Sam Varghese
Monday, 09 February 2009 04:02
The only thing this can mean is that the smaller deployments are costing the organisation too much; as with any other kind of hardware, manufacturing and deployment in large volumes keeps the cost down.
Collett said, in his blog post, that the change of policy would affect further deployments in South Africa; there were more than 600 XOs deployed in the country, with more planned.
Last month, the founder of the OLPC, Nicholas Negroponte, outlined new goals for the project. At that time he said that with regard to deployments, Latin America would be spun off into a separare support unit and sub-Saharan Africa would become a major learning hub. In other words, both regions were being abandoned.
The focus, he said, would be on the Middle East, Afghanistan and northwestern Pakistan. Coincidentally, the US has a major military presence in these three regions.
Negroponte also announced that half the staff would be sacked and those remaining would have to take pay cuts. His announcement, curiously, did not mention the word "education".

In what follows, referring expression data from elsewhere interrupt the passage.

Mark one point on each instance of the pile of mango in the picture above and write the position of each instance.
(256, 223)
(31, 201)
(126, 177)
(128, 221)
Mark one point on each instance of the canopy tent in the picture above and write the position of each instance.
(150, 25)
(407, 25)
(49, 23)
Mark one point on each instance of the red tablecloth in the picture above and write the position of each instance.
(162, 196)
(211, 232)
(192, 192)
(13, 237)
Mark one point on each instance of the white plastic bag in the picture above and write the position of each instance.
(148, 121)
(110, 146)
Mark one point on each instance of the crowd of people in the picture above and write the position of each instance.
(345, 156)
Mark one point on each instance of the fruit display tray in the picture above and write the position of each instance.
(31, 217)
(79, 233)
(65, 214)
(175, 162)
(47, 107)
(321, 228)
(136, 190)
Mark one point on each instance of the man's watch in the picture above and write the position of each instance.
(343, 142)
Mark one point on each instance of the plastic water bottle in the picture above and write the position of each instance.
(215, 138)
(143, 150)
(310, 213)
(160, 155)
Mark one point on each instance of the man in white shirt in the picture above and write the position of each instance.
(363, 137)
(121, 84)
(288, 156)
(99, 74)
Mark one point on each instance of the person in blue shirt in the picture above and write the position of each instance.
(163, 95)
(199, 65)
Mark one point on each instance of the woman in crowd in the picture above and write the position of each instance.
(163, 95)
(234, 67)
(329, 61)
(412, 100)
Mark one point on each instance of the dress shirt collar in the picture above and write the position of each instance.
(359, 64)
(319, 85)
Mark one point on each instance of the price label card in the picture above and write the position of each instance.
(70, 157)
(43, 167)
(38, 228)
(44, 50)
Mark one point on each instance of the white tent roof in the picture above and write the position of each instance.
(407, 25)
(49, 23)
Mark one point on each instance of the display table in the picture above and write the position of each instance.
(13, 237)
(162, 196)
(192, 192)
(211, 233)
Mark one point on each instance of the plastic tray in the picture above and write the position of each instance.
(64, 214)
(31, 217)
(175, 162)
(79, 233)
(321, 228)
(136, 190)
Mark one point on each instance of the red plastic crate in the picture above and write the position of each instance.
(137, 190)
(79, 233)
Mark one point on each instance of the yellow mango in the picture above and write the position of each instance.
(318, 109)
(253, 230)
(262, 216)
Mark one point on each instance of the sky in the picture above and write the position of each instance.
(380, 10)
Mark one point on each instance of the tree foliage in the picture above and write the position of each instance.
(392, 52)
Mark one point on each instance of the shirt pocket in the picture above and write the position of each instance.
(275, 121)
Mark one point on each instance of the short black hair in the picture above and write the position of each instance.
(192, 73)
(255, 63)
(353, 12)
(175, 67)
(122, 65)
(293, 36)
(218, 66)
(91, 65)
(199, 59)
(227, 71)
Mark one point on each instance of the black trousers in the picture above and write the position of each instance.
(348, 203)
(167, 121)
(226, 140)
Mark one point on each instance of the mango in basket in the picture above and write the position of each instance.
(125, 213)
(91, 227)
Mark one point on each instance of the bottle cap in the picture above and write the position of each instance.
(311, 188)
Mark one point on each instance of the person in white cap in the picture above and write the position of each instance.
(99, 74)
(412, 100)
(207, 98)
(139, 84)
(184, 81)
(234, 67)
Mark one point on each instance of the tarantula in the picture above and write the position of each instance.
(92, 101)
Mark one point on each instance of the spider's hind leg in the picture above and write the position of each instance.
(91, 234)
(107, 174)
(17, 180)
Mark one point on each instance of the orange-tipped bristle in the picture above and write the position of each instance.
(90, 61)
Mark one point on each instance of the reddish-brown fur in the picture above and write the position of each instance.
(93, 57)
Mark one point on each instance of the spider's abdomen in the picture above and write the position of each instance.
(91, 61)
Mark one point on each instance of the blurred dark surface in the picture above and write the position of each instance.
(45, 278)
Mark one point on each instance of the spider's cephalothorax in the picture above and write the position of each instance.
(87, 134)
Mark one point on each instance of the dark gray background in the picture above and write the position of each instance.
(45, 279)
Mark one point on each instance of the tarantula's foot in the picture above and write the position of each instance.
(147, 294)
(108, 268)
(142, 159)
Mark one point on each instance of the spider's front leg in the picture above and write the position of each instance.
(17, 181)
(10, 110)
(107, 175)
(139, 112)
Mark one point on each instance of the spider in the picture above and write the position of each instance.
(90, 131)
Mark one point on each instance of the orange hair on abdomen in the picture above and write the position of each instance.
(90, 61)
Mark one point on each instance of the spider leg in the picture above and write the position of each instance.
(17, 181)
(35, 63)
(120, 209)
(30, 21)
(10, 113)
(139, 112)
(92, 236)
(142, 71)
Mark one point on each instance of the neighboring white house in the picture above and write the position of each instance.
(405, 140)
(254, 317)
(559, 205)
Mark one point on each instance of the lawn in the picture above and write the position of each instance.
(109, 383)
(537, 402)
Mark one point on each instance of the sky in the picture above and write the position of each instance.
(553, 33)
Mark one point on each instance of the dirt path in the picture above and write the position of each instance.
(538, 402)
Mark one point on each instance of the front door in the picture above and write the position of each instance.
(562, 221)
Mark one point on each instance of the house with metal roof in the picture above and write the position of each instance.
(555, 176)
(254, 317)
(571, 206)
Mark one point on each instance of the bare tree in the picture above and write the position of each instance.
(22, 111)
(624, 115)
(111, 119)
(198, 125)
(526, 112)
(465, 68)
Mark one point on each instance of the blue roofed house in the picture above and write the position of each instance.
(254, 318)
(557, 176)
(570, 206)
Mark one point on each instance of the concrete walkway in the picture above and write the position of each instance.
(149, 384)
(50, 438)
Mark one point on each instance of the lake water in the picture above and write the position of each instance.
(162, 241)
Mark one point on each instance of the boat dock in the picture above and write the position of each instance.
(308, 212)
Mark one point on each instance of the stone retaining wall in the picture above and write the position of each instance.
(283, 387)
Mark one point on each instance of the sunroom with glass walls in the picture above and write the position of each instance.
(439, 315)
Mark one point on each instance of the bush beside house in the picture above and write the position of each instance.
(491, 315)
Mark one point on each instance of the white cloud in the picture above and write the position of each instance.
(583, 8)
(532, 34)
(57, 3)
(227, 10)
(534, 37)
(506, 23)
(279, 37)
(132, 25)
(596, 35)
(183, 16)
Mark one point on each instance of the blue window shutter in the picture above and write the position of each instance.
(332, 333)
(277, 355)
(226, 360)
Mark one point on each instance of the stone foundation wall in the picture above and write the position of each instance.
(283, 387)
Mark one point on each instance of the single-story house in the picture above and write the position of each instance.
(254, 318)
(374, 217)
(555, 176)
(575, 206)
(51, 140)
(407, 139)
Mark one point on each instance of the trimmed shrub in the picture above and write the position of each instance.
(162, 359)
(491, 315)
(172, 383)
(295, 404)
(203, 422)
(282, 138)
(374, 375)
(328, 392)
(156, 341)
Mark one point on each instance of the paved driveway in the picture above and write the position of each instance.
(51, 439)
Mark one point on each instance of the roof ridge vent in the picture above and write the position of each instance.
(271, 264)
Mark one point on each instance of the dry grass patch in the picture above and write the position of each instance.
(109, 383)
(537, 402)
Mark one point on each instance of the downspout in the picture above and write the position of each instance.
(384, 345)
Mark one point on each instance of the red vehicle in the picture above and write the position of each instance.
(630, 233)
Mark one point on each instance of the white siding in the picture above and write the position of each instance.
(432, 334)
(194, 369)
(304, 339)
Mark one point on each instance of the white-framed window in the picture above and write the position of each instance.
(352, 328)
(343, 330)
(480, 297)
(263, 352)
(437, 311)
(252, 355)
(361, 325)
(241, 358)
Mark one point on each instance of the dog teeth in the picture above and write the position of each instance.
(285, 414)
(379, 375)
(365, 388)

Instead, it merely said: "...we remain firmly committed to our mission of getting laptops to children in developing countries."
The learning platform Sugar - originally developed to run on a modified version of Linux - has been spun off as well and is now being developed at a non-profit called Sugar Labs run by Walter Bender, a former OLPC official. Both Sugar and Linux gave the OLPC an open source aura when the project was kicked off.
The project's focus now seems to be getting Windows to run on the XO - that is, if it lasts long enough to see deployment of such laptops.